The recent introduction of signed installs, signed using an asymmetric key, has addressed our concerns around the unsigned initial install in a different way. An app can now trust that the initial app install is coming from Atlassian. It should also alleviate the problem of secret synchronization loss, where Connect and an app do not agree on the secret in operation for a tenant. The signed-installs solution allows us to return to the per-installation secret model with its significantly reduced blast radius for secret disclosure.
As we have not changed the current installation protocol, most apps should still be storing and maintaining secrets on a per-installation basis. For these apps, no change is necessary. Connect will continue to operate as it has done historically.
If you have updated your app to assume the app-secret is the same across all tenants you will need to change back to managing secrets per-installation and storing that information in your app’s installation record for the tenant.

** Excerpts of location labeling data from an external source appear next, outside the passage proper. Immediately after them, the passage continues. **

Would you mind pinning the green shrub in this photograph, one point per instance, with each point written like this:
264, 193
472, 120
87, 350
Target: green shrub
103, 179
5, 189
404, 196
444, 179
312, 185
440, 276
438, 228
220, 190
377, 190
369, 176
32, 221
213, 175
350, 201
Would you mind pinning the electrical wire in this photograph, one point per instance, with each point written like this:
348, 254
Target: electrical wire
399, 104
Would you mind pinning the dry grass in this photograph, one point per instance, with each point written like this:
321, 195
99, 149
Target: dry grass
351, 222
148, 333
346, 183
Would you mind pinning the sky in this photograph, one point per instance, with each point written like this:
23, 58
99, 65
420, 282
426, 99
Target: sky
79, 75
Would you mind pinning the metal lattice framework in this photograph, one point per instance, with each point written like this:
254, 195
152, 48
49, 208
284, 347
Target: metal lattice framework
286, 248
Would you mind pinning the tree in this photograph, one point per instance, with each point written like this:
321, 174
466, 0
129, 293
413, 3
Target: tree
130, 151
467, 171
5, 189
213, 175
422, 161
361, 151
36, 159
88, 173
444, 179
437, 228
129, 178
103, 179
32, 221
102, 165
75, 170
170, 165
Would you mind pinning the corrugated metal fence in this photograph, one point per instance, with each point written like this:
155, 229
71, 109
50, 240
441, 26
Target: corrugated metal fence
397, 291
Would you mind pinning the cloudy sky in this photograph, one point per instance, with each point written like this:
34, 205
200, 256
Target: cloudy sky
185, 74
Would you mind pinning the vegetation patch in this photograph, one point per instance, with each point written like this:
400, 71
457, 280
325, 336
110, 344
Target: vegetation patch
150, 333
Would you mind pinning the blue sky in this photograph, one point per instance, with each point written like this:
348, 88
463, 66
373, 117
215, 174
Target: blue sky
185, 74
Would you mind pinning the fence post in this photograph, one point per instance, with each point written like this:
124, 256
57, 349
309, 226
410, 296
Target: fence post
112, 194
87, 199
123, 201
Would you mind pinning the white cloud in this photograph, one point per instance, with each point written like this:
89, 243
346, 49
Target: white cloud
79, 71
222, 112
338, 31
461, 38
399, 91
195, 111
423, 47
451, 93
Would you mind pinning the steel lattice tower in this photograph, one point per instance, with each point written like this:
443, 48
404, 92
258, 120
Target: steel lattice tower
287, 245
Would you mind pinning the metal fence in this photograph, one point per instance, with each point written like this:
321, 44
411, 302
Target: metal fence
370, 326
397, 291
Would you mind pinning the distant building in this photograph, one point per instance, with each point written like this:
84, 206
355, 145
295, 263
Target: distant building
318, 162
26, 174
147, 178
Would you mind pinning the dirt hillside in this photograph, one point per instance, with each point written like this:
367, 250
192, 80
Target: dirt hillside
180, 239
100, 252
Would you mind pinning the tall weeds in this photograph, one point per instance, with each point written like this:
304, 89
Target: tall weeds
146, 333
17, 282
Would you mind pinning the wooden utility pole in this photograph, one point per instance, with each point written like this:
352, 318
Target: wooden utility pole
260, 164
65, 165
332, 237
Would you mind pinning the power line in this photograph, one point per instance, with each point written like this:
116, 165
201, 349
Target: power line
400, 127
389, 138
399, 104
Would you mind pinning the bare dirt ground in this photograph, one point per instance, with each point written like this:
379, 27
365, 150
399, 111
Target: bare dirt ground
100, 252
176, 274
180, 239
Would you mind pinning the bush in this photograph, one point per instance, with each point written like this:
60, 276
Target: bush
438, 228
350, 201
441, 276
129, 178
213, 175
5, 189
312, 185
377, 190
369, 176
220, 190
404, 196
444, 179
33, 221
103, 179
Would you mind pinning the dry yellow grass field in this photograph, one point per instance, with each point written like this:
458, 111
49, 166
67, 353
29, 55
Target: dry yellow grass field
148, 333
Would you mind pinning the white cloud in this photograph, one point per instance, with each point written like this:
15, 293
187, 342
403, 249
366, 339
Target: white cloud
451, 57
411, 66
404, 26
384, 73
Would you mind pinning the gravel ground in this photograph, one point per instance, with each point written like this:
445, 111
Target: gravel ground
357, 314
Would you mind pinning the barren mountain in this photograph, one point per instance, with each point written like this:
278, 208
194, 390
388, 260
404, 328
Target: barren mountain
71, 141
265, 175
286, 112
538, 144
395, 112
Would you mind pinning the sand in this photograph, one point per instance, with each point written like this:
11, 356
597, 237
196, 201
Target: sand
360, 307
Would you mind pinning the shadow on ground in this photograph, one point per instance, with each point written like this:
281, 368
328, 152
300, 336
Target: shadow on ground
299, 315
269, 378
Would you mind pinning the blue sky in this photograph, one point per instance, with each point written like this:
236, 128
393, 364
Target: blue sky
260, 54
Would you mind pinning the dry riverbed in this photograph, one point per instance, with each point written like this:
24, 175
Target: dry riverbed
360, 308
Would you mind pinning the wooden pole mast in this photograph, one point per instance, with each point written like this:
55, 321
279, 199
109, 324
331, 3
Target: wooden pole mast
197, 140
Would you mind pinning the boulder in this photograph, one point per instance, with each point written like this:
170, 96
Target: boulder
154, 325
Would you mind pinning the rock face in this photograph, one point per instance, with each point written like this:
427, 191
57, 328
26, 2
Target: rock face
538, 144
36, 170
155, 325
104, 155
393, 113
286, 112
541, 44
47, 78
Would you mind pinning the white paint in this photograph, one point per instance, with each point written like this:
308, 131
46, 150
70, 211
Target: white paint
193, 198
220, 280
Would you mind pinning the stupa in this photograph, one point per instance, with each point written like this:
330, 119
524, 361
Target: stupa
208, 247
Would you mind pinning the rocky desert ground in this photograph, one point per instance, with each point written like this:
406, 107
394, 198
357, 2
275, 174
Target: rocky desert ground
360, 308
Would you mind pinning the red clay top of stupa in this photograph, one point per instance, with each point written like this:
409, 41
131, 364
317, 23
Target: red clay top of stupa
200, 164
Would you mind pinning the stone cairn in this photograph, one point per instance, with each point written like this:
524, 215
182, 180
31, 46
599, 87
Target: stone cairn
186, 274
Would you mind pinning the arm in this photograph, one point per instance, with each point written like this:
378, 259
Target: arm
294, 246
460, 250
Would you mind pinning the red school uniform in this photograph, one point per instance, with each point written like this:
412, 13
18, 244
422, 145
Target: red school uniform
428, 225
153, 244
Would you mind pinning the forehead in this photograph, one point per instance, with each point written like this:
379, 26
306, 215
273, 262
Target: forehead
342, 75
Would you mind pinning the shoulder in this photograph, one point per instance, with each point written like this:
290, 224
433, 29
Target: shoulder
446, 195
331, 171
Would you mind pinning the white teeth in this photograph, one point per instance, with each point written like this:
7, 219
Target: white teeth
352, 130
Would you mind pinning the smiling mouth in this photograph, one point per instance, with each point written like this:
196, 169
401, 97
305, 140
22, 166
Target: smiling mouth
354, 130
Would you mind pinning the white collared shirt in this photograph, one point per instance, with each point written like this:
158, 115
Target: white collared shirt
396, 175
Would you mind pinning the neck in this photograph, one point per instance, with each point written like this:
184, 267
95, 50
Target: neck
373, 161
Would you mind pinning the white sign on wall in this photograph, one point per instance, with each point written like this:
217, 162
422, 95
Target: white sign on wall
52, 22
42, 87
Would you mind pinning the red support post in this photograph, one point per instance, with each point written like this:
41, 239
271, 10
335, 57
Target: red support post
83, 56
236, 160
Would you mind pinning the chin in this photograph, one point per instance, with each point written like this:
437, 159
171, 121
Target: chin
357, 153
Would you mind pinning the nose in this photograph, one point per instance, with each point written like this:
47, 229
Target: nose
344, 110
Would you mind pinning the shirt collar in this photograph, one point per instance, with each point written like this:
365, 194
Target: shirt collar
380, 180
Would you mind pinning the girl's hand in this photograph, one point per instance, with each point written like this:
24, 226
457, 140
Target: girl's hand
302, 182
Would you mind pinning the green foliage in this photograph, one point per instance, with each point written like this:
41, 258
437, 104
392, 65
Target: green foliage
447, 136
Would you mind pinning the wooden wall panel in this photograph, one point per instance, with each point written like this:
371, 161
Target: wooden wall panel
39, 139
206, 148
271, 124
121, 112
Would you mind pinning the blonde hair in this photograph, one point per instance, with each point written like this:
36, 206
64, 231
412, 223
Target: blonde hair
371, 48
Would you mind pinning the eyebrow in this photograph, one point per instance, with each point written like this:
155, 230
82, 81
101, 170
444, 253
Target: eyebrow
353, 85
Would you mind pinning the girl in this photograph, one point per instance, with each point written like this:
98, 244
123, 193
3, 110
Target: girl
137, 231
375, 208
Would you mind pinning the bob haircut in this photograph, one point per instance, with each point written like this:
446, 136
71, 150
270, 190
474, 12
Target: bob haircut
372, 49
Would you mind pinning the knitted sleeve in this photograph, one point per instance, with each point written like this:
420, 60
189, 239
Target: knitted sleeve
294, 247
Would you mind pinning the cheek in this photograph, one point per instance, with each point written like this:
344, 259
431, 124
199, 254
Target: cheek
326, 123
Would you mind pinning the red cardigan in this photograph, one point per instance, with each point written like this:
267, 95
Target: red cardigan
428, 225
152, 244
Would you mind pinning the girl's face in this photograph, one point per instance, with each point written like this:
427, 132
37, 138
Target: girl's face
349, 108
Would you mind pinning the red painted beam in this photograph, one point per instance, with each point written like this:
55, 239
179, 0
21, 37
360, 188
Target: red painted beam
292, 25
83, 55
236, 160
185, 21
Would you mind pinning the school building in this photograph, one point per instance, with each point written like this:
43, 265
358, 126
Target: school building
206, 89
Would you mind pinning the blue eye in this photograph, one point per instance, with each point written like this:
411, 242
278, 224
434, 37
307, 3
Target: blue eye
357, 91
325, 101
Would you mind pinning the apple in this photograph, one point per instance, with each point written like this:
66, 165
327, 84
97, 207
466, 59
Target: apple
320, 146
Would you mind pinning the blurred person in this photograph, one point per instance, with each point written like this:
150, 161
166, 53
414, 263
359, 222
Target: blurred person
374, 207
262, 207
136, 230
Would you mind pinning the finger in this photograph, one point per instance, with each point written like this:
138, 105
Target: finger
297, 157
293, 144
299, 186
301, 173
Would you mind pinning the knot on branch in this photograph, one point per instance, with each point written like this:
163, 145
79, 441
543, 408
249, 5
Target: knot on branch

All current app installs will have their secrets rolled and apps will receive a new install payload with a new secret. Receiving follow-up install payloads for existing installations is quite normal in the Connect environment and is used whenever an aspect of an install needs to change. You should ensure your apps correctly handle such installs.
As this change requires the signed-installs change to be fully rolled out to ensure a secret change is being sent from Atlassian, this change will be rolled out following the final rollout of that feature. Current target is to have it rolled out to all apps before the end of November.